More than 9 in 10 Americans say a smile is the most important social asset, and three quarters of them say an unattractive smile would hurt a person's career chances.
But only half of adults polled by the American Academy of Cosmetic Dentistry say they are happy with their own smiles. As a society, we are very smile conscious.
While some may turn to cosmetic dentistry solely for aesthetic purposes, Dr. Ryne Johnson, prosthodotnist and director of Newton Wellesley Dental Partners says, "it also can improve dental health".
"A person with malocclusion, or misalignment of teeth, who opts for cosmetic dentistry will likely end up with a prettier smile. But straighter teeth also will be easier to clean, potentially leading to better oral health. There also can be a self-esteem boost that comes with having an improved smile. There are instances when cosmetic dentistry is not strictly cosmetic. There's a place for it."
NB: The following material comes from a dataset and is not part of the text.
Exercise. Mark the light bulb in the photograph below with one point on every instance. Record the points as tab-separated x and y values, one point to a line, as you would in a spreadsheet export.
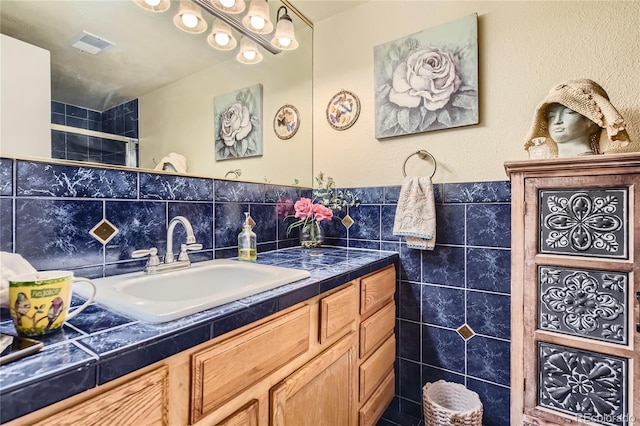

A dentist should ask patients why they want cosmetic dentistry and what they want to achieve with improvements to their smile, then proceeds from there to decide what procedure might be best for that patient.There are different reasons to choose it. If it's just the shade of their teeth that patients are concerned about, then maybe bleaching is enough. If the patient has very good teeth intact and wants to even them out, maybe veneers are the way to go.
If the dentist suggests cosmetic dentistry, patients can ask several questions to help them decide what is best for them:
- What is your reasoning for it?
- Why do you believe I need it?
- Is it strictly cosmetic or are there health benefits for me?
- What are risks and benefits of it?